2 x Vinyl LP, Compact Disc (CD)
Johannesburg super group Mahlathini and the Mahotella Queens were already two decades into their collaboration when they touched down for their first UK performances in June 1988. The bills for the shows featured a number of South African artists, so opportunistic concert promoters dubbed it “The Indestructible Beat Tour,” after the acclaimed 1985 Earthworks compilation The Indestructible Beat of Soweto. That album was an influential showcase of South African mbaqanga music, a style that combined rural Zulu music, harmony vocal styles, and Western instrumentation. Critic Robert Christgau would call it the most important album of the 1980s, and it would also provide the title to Joe Tangari’s crucial 2005 Pitchfork article that captured the burgeoning African reissue industry, a trend that has yet to fade.
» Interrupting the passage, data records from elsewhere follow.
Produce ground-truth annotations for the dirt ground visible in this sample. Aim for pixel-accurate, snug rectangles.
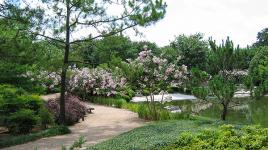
[4,95,145,150]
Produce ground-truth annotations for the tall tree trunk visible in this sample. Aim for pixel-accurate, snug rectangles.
[221,103,228,121]
[60,0,70,124]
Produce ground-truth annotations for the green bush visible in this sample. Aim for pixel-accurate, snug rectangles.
[137,104,151,120]
[39,108,54,129]
[167,125,268,150]
[122,103,140,112]
[159,110,170,120]
[6,109,39,134]
[0,84,43,134]
[0,126,71,148]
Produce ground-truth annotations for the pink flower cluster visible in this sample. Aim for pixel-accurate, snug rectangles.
[128,50,188,92]
[69,68,126,96]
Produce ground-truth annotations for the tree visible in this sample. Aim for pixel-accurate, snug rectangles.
[253,28,268,47]
[192,71,236,120]
[1,0,166,123]
[208,37,239,75]
[249,46,268,98]
[171,33,208,69]
[129,47,187,120]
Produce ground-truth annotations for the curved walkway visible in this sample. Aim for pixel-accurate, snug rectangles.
[2,95,145,150]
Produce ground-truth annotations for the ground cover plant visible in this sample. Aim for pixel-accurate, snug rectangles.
[0,126,71,148]
[88,118,268,150]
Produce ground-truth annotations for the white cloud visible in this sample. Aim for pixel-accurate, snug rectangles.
[131,0,268,47]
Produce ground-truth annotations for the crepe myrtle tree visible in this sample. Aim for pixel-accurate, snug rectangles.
[0,0,166,124]
[128,46,187,120]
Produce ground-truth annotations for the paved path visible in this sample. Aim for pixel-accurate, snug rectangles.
[5,96,145,150]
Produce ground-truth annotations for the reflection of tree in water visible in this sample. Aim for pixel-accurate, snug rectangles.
[247,97,268,127]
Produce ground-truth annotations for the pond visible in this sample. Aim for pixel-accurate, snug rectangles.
[171,97,268,127]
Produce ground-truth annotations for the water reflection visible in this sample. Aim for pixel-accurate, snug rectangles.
[171,97,268,127]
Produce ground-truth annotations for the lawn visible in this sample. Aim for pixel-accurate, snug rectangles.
[88,119,218,150]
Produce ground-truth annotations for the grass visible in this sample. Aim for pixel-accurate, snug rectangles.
[88,118,218,150]
[0,126,71,148]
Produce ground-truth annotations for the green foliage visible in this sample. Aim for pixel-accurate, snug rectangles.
[39,107,54,129]
[207,37,239,75]
[248,46,268,98]
[166,125,268,150]
[88,119,214,150]
[190,68,210,87]
[0,126,71,148]
[137,104,151,120]
[253,28,268,47]
[192,87,209,100]
[6,109,39,134]
[171,33,208,69]
[209,75,235,103]
[0,85,43,134]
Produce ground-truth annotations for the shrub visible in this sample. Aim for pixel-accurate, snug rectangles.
[46,94,87,125]
[6,109,39,134]
[159,110,170,120]
[39,108,54,129]
[138,104,151,120]
[0,126,71,148]
[167,125,268,150]
[0,85,43,134]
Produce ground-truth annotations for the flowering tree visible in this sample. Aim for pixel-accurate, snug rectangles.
[69,68,126,98]
[129,47,187,120]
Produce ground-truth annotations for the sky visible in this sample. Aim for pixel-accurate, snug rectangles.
[130,0,268,47]
[0,0,268,47]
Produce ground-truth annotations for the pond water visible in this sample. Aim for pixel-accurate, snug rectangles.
[171,97,268,127]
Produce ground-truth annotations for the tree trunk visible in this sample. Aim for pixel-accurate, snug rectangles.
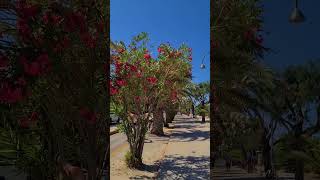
[191,103,196,118]
[166,109,177,123]
[263,140,272,172]
[163,111,169,128]
[201,100,206,122]
[294,120,304,180]
[151,109,164,136]
[129,133,145,169]
[295,160,304,180]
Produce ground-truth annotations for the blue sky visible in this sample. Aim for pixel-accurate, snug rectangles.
[110,0,210,82]
[262,0,320,70]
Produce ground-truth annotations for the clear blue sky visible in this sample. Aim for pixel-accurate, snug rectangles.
[110,0,210,82]
[262,0,320,70]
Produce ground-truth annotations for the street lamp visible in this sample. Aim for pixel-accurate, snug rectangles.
[289,0,305,23]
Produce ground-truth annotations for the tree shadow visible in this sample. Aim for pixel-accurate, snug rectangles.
[129,164,159,179]
[170,130,210,142]
[159,155,210,180]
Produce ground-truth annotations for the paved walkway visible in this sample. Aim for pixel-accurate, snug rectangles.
[211,159,264,180]
[158,115,210,180]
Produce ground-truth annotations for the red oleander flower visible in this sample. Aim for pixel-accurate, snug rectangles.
[30,112,39,121]
[143,54,151,60]
[51,15,62,26]
[130,65,138,72]
[134,96,141,102]
[256,36,263,46]
[116,80,127,87]
[0,54,9,70]
[97,22,105,32]
[110,86,119,96]
[147,77,158,85]
[16,77,27,87]
[117,48,125,54]
[136,72,142,78]
[65,12,86,32]
[36,53,51,74]
[42,12,50,24]
[80,32,96,48]
[18,117,30,129]
[17,19,31,40]
[158,47,164,54]
[170,91,178,101]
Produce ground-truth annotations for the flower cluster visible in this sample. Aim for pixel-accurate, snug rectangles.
[0,0,104,104]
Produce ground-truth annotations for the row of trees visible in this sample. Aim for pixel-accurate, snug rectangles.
[0,0,109,180]
[211,0,320,180]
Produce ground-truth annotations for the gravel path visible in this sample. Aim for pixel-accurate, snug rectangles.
[158,115,210,180]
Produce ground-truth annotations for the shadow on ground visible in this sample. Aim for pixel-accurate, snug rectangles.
[129,161,159,179]
[159,155,210,180]
[170,130,210,142]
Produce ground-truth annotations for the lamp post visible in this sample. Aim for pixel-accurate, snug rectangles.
[200,53,209,69]
[289,0,306,23]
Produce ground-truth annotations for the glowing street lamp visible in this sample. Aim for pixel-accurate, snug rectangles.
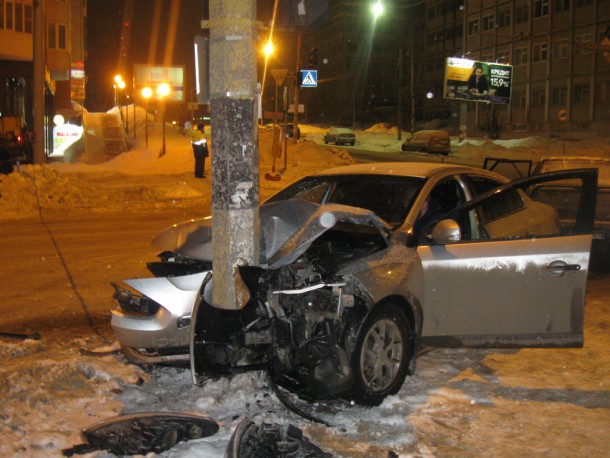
[142,86,152,149]
[157,83,171,157]
[263,40,274,60]
[112,75,125,106]
[371,0,383,19]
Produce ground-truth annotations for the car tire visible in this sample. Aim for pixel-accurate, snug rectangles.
[351,305,413,406]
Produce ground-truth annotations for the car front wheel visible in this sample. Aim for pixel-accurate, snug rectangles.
[352,305,413,406]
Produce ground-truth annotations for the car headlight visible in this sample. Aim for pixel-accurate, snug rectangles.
[112,283,161,316]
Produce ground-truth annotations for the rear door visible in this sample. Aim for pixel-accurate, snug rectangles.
[418,170,597,347]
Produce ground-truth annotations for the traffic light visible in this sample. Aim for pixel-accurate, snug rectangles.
[309,47,318,68]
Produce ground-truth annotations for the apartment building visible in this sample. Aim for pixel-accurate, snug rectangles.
[303,0,610,138]
[414,0,610,138]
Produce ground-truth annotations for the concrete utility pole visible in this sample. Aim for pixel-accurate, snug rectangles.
[206,0,261,310]
[33,0,47,164]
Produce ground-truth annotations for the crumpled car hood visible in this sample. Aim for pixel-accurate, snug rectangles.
[152,200,390,268]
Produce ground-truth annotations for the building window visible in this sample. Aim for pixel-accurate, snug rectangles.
[597,81,610,102]
[468,19,479,35]
[553,41,570,59]
[574,33,593,56]
[482,14,496,30]
[513,91,526,108]
[555,0,571,13]
[532,89,546,107]
[496,50,510,64]
[57,24,66,49]
[515,5,529,24]
[47,22,67,49]
[572,84,590,105]
[514,47,529,65]
[551,86,568,106]
[498,11,510,27]
[15,2,23,32]
[23,5,33,33]
[532,43,549,62]
[47,23,57,49]
[534,0,549,17]
[4,2,13,30]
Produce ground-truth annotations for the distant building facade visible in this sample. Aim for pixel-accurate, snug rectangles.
[0,0,87,157]
[302,0,610,137]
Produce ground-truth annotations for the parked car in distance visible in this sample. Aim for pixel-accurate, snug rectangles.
[401,130,451,155]
[534,156,610,267]
[324,127,356,146]
[286,124,301,140]
[111,162,597,405]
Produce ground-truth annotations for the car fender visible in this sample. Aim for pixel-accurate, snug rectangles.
[124,271,211,316]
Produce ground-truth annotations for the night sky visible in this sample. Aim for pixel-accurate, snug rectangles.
[85,0,207,111]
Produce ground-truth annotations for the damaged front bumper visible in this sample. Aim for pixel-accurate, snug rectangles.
[110,271,211,363]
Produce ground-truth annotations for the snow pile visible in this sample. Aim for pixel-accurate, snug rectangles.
[365,123,398,134]
[0,123,353,219]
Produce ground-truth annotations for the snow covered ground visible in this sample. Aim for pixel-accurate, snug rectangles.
[0,112,610,458]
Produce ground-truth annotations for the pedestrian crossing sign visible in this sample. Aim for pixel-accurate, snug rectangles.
[301,70,318,87]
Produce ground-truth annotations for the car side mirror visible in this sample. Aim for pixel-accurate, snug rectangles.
[429,219,462,245]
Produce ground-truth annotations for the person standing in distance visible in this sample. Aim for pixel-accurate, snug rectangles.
[191,123,208,178]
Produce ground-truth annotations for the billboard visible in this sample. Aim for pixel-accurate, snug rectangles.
[133,64,184,102]
[443,57,513,105]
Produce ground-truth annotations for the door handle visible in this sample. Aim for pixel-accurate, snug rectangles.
[542,261,582,277]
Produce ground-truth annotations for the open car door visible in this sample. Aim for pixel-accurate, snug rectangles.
[417,169,597,347]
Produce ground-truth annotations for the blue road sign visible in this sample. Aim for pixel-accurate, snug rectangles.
[301,70,318,87]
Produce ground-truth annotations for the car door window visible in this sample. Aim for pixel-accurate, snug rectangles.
[417,170,597,347]
[458,170,585,240]
[413,178,471,238]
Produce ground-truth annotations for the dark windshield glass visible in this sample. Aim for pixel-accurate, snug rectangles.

The success of the tour led to an invitation back to the UK in November for further “Indestructible Beat” gigs, eventually leading to Mahlathini and the Mahotella Queens undertaking their first standalone UK concerts in early 1989. Released by Umsakazo Records, Music Inferno: The Indestructible Beat Tour 1988-89 draws from all of these performances. “Now, we’re going to give you the real Soweto sound, which is called mbaqanga,” announces singer Mahlathini, the ‘Lion of Soweto,’ ushering in this 20-track collection of crisp recordings that captures the collective’s fiery grooves, tight interplay, and strong stage presence. With a couple of sound checks tacked on to the end of the set, the intent throughout is clearly to make this the band’s definitive live release.
Essential to their magic is Mahlathini’s croaky, powerful, basso-profundo style—we’re talking Howlin’ Wolf levels of gravel here—and the way it contrasts with the sweet tones of girl group the Mahotella Queens and the jaunty afro-pop of The Makgona Tsohle Band. The vocalists intertwine on “Safa Indiala” over the kind of sunny guitars and upbeat percussion that some westerners will recognize from Paul Simon and Vampire Weekend’s copy jobs. Vocals veer from the Zulu language to English. “When a child is born in Africa/ We’re all real happy,” the group sings on opener “Awuthele Kancane,” “Because the future is theirs/ They are the future.”
The party atmosphere never lets up. The horns are always joyous. Mahlathini is a charismatic host, speaking to the crowd directly with call-and-response prompts and anecdotes.It all adds up to an essential mbaqanga release, thankfully preserved.